The Phase 1/2 LINKER-MM1 trial of linvoseltamab in patients with relapsed/refractory (R/R) multiple myeloma (MM) was highlighted at the American Association for Cancer Research (AACR) Annual Meeting 2024 in San Diego. Linvoseltamab, designed to bridge B-cell maturation antigen (BCMA) on multiple myeloma cells with CD3-expressing T cells, aims to activate T-cells to kill cancer cells.
- 71% objective response rate (ORR) was observed, with 46% of patients achieving a complete response (CR) or better and 62% achieving a very good partial response (VGPR) or better.
- The median time to response was 1 month, with the median time to a VGPR or better at 3 months and to a CR or better at 8 months.
- Median duration of response (DoR), median progression-free survival (PFS), and median overall survival (OS) were not reached.
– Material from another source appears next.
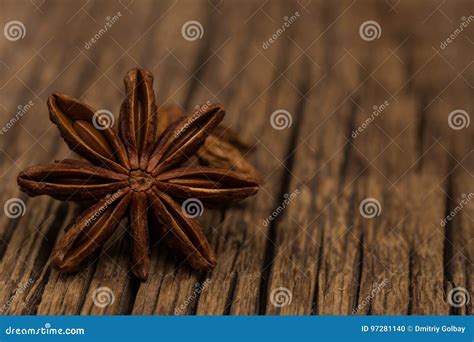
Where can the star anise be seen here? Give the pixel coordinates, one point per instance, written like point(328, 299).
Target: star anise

At 12 months, the estimated probability of maintaining a response was 78%, being progression-free was 69%, and survival was 75%.
- 93% of patients who achieved a CR or better and were minimum residual disease (MRD) evaluable were MRD negative.
A response-adapted regimen allowed patients achieving a VGPR or better after at least 24 weeks of therapy to transition to every four-week dosing, with 90% of eligible patients making this transition. Additionally, 48% of patients who transitioned to extended dosing before achieving a CR experienced a deepening of response to CR or better.
High ORRs were observed across various subgroups, including 85% among Black or African American patients, 71% among those aged 75 years or older, and 67% among those with high cytogenetic risk.
The most common treatment-emergent adverse event (TEAE) was cytokine release syndrome (CRS), observed in 46% of patients, with the majority being Grade 1 or 2. Infections occurred in 73% of patients, with 34% being Grade 3 or 4. The most common Grade 3 or 4 TEAEs were neutropenia (40%) and anaemia (31%).
Linvoseltamab has received Fast Track Designation and was accepted for Priority Review by the FDA, with a target action date of August 22, 2024. It is also under review by the EMA. The Phase 3 confirmatory trial (LINKER-MM3) for linvoseltamab in patients with R/R MM is currently underway.